According to Mr. Poveda, the Mathematics teacher at CMHS, "[The tutorial problem] hasn't been explored thoroughly enough to determine an appropriate, effective system that works for everybody." Mr. Poveda also said that the system that had been put into place that year wasn't working, due to teachers and students not doing what they were supposed to be doing during that period.
It was also difficult to determine whether or not students were granted free time, or merely ditching their assigned tutorial class.The free time issue was more of an "administrative nightmare, " said English teacher Mrs. Hays. "Because students were ditching and there were a lot of liabilities that then opened up." If a student walks off campus, for example, and something happens to them, the school is still liable. The issue of not knowing where every student was at this time was also a factor, especially if parents came to the school looking for their kid.
"The vagueness of it allowed for a lot of people to misuse the system," Mrs. Hays also said.
Put into place by a committee of teachers, tutorial was originally meant to give students a chance to enrich their school day by attending meetings, doing their homework, or making up tests. The committee responsible for tutorial put together a plan and proposed the idea to the teachers.

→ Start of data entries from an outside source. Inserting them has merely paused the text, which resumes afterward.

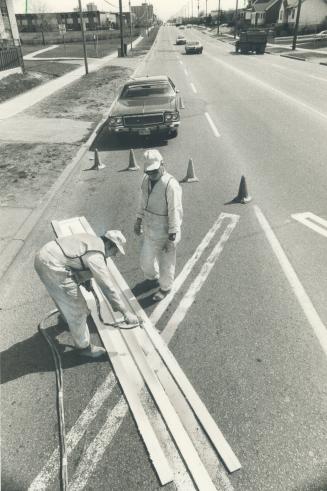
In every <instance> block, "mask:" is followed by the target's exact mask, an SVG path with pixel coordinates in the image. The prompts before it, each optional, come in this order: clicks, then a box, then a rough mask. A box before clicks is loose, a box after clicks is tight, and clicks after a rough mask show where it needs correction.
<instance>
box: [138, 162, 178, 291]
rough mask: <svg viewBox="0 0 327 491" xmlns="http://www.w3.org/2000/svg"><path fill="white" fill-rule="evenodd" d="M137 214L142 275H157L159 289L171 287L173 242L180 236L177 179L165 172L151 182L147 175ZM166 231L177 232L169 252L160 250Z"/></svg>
mask: <svg viewBox="0 0 327 491" xmlns="http://www.w3.org/2000/svg"><path fill="white" fill-rule="evenodd" d="M136 216H137V218H141V219H142V224H143V243H142V248H141V254H140V263H141V269H142V271H143V273H144V276H145V278H147V279H149V280H152V279H157V278H158V279H159V285H160V288H161V290H164V291H168V290H170V289H171V288H172V285H173V282H174V277H175V265H176V244H177V243H178V242H179V241H180V237H181V224H182V218H183V208H182V189H181V187H180V185H179V183H178V182H177V181H176V179H175V178H174V177H173V176H171V175H170V174H168V172H164V174H163V175H162V176H161V178H160V179H159V180H158V181H156V182H155V183H152V182H151V180H150V179H149V177H148V176H147V175H146V176H145V177H144V179H143V182H142V185H141V198H140V205H139V209H138V213H137V215H136ZM169 234H176V239H175V241H174V242H171V248H170V250H169V251H168V252H165V251H164V250H163V247H164V246H165V244H166V242H167V241H168V235H169Z"/></svg>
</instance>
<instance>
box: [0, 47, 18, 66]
mask: <svg viewBox="0 0 327 491" xmlns="http://www.w3.org/2000/svg"><path fill="white" fill-rule="evenodd" d="M21 64H22V51H21V48H20V46H15V44H14V42H9V41H6V42H1V43H0V71H3V70H9V69H10V68H16V67H19V66H21Z"/></svg>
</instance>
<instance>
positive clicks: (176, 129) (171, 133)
mask: <svg viewBox="0 0 327 491" xmlns="http://www.w3.org/2000/svg"><path fill="white" fill-rule="evenodd" d="M177 135H178V129H177V128H174V129H173V130H170V131H169V132H168V138H176V136H177Z"/></svg>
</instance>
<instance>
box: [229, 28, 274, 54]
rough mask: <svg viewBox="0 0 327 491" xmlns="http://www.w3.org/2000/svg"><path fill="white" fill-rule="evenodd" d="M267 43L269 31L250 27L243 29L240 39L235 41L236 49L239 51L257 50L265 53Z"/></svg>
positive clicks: (254, 50)
mask: <svg viewBox="0 0 327 491" xmlns="http://www.w3.org/2000/svg"><path fill="white" fill-rule="evenodd" d="M266 44H267V33H266V31H264V30H260V29H251V30H250V29H248V30H247V31H241V32H240V35H239V39H238V40H237V41H236V43H235V51H236V53H238V52H239V51H240V52H241V53H249V52H250V51H251V52H256V53H257V54H258V55H263V54H264V52H265V49H266Z"/></svg>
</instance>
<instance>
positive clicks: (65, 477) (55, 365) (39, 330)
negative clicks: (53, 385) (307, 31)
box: [38, 309, 68, 491]
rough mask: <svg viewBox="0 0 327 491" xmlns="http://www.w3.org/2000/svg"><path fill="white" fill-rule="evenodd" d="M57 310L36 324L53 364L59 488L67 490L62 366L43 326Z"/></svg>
mask: <svg viewBox="0 0 327 491" xmlns="http://www.w3.org/2000/svg"><path fill="white" fill-rule="evenodd" d="M58 312H59V311H58V310H57V309H54V310H51V311H50V312H49V313H48V314H47V315H46V316H45V317H44V318H43V319H42V321H41V322H40V324H39V325H38V330H39V332H40V333H41V334H42V336H43V337H44V339H45V341H46V342H47V344H48V346H49V348H50V351H51V354H52V358H53V361H54V366H55V374H56V384H57V415H58V428H59V449H60V490H61V491H67V490H68V469H67V450H66V433H65V417H64V392H63V377H62V367H61V359H60V355H59V352H58V350H57V348H56V345H55V343H54V341H53V339H52V338H51V337H50V336H49V334H48V333H47V332H46V329H45V327H44V324H45V322H46V321H47V320H48V319H50V317H52V316H53V315H55V314H58Z"/></svg>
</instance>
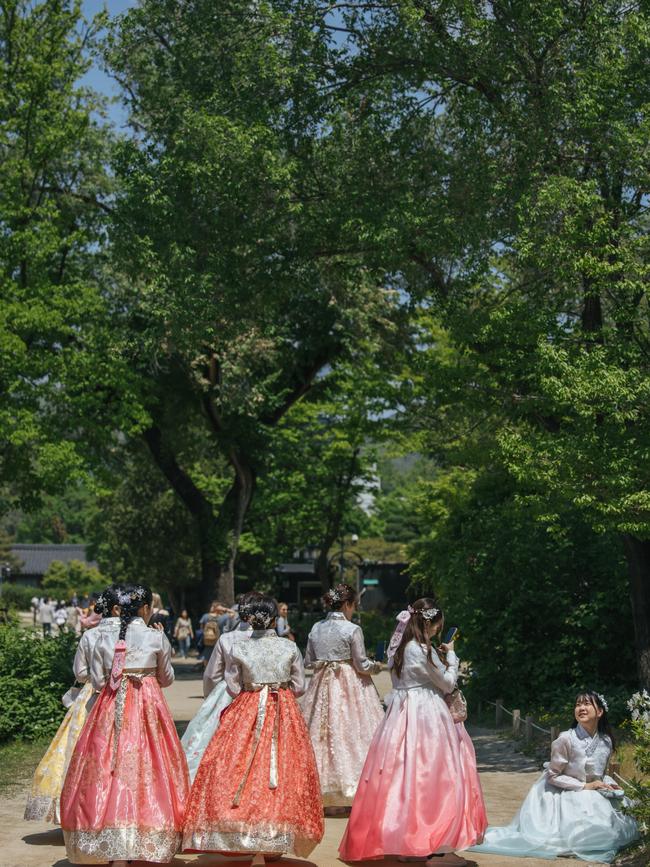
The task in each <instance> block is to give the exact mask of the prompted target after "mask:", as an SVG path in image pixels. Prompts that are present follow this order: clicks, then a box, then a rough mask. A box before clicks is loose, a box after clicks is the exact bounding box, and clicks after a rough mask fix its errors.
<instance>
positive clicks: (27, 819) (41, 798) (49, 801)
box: [23, 795, 61, 825]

After a couple of years of planning, tutorial was voted into place by a two-thirds vote of teachers. In its first year, tutorial was planned to be a time where students and their second-period teachers to "do enrichment and intervention during the school day," said Mrs. Hays. "The idea was that we were going to be mentors to our second period. We were going to help out those kids in all of their classes. But what ended up happening is there were other students in other classes that weren't doing so well in ours [classes] that we wanted to just steal them all if we could, within the schedule, however it would work."
According to assistant-middleschool principal Mr. Schmidt, passes started being given out and students began to wander the halls that first year. To effectively solve the issues of students struggling in certain classes, students with D's and F's were required to attend classes during tutorial to bring up their grades last year.
Students met the new tutorial schedule with mixed feelings. One student said that she didn't "like how some teachers taught during that time," while another felt that "it was okay, it just seems weird because it always changes; it feels temporary."
"I think it's effective for academic purposes, but I liked tutorial last year because it gave more freedom to those who did their work and had A's. Thirteen minutes for nutrition is not enough, in my opinion, but we still get extra time for homework. So overall, it's effective. For me, at least," said Justin Hoscoe, a Junior at CMHS.
"I think it's helpful to have some time to do work, but it just needs a final schedule on how it's going to work out, " said Valarie Keller.
While students remain unsure, teachers are optimistic. "I think [that new tutorial will be beneficial for the students] because each teacher will be able to see their own kids, at least every few weeks. And that way if have some [make up work], I'm guaranteed that kid in my class at least once every few weeks," said Mrs. Hays.
"I think we are going to see a decrease in D's and F's because the students are working," says Mr. Schmidt.
"The problem with the second year of tutorial," according to Mr. Schmidt, was that it was not fulfilling its initial goal. "Ds and Fs were not going down," Mr. Schmidt said. It was also a supervision "challenge." Having students wander was a hazard, and having them all in one place "ensures safety," he said.
Mr. Schmidt also commented that tutorial will be reevaluated during the semester, and they welcome evaluation by the students. Another change in the schedule is unknown at the moment.